Algumas noites acordo, assustada em uma casa
estranha. Fico com um pavor: estou na França. O pensamento fica girando na
minha mente sonâmbula. Meu coração afunda dentro de mim: estou sozinha.
A saudade não se descola. Alguns dias é
como um vento gelado, cortante e incômodo, vai entrando por entre as brechas e
me tira todo o aconchego. Há outros, porém, que a saudade vem como um beijo
quente e macio, afagando os meus cabelos e me fazendo dormir em paz.
De qualquer maneira, o infinitivo do amar é
sofrer.
Sofro de bom grado, porque o que me dói é o sobejar. É a consciência exata de que amo muito e sou muito amada. Sofro porque carrego um tesouro maior que eu mesma. É um mar com pedras cortantes no fundo. Nado para fluir, sobretudo, para sobreviver.

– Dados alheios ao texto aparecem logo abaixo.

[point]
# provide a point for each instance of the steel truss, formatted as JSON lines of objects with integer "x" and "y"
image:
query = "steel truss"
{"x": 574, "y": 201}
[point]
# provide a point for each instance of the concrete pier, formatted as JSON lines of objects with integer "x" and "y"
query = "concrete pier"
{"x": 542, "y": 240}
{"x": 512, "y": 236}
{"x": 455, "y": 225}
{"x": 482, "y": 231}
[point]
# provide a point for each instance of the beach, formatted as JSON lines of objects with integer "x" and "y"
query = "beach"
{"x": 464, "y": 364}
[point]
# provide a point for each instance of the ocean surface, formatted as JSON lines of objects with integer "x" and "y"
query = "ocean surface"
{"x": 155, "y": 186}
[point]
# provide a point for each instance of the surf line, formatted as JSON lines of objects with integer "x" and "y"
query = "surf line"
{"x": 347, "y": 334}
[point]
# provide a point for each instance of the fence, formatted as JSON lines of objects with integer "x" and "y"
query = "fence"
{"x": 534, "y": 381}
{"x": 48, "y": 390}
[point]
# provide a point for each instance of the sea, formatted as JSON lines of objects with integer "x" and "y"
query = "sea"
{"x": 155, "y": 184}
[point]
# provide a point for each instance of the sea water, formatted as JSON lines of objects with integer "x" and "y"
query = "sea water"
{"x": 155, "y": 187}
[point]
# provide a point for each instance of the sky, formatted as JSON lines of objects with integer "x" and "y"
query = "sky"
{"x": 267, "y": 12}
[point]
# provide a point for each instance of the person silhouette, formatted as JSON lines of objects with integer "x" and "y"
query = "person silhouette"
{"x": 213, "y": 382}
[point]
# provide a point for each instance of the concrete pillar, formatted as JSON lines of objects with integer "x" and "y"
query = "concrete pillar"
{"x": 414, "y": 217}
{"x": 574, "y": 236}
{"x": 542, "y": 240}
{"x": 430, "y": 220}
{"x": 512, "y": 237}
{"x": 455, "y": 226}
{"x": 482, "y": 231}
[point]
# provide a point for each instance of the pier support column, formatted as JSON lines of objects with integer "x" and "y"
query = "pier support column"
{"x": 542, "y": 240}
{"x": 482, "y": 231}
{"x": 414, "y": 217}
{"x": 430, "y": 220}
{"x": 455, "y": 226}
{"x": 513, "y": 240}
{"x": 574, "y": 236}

A solidão, aos poucos, constrói morada mim.
Adornada de hábitos curiosos. Prazeres miudinhos e graciosos. Olhar o morango
de perto, estudar o cadarço do sapato, sorrir para o dia. Os objetos ficam
dotados de personalidade. A almofada é minha “fofinha”; a luva mais quente, “a
poderosa”; as cobertas são “a galera”. Mas sinto falta mesmo é da minha irmã entrando
no quarto com o botão da calça aberto, comendo banana, com um pão mão. De fazer
cinco tapiocas. De sentar no sofá e ter o colo do meu pai, do meu irmão
sentando em cima da gente e tirando do meu canal, da minha mãe narrando todas
atividades do seu dia.
Sinto falta do carnaval que não terei. Das
pessoas que mergulharam nesse oceano que nos distancia e me transformaram em
passado. Perdi muita coisa nessa travessia. Sei que nem tudo vou ganhar de
volta. A vida, às vezes, nos amputa mesmo. A gente cresce para outros lados.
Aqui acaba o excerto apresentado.